461 Dean Street, the modular building (with affordable units) at Pacific Park in Brooklyn.
Max Touhey

Despite the obvious pros to using modular construction to build affordable housing—units can be assembled off-site, then quickly stacked into place—it’s not a method that has taken off in New York City thus far, despite the well-documented housing crisis. Thus far, only a handful of modular buildings have been built in the five boroughs, with at least one of those—461 Dean Street, the high-rise rental at the Pacific Park megaproject—beset by construction issues and delays.
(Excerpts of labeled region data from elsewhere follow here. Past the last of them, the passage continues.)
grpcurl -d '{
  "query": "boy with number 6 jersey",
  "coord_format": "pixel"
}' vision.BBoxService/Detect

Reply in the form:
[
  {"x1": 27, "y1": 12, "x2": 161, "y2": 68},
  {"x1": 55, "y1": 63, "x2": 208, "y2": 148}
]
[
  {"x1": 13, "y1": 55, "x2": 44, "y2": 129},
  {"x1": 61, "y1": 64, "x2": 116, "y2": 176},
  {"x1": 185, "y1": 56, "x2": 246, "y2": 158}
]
But the city is hoping to change that: Deputy mayor Alicia Glen tells the Real Deal that the Department of Housing Preservation and Development will seek partners to build low-income and senior housing using modular construction, and that the city hopes to “crack the code” when it comes to prefab.

The move to modular is part of the De Blasio administration’s larger Housing New York 2.0 plan, which was unveiled at the end of 2017. Per the plan, the city believes that modular construction can “ significantly reduce development time and cost,” thus making it easier to build affordable housing faster and cheaper. They’re hoping to achieve this in a few ways, including creating smaller micro apartments, a la Carmel Place, and multi-family buildings.

The request for information and interest, which TRD says the agency will release today, relates to the latter; HPD is looking to situate new buildings in areas zoned for low- to mid-rise housing, perhaps on city-owned land. Per TRD, developers could potentially get tax breaks and subsidies for these projects, which the city hopes will “help allay some of the perceived risks around these projects.”

The city has already been working on new modular housing in Staten Island and Queens as part of the beleaguered Build it Back program, though the homes built through that are single-family rather than apartment buildings.

One type of modular the city isn’t looking at right now: taller towers like 461 Dean. “One thing we’ve learned is don’t try to do high rise,” Glen told TRD. “That’s a nut we’ll crack later.”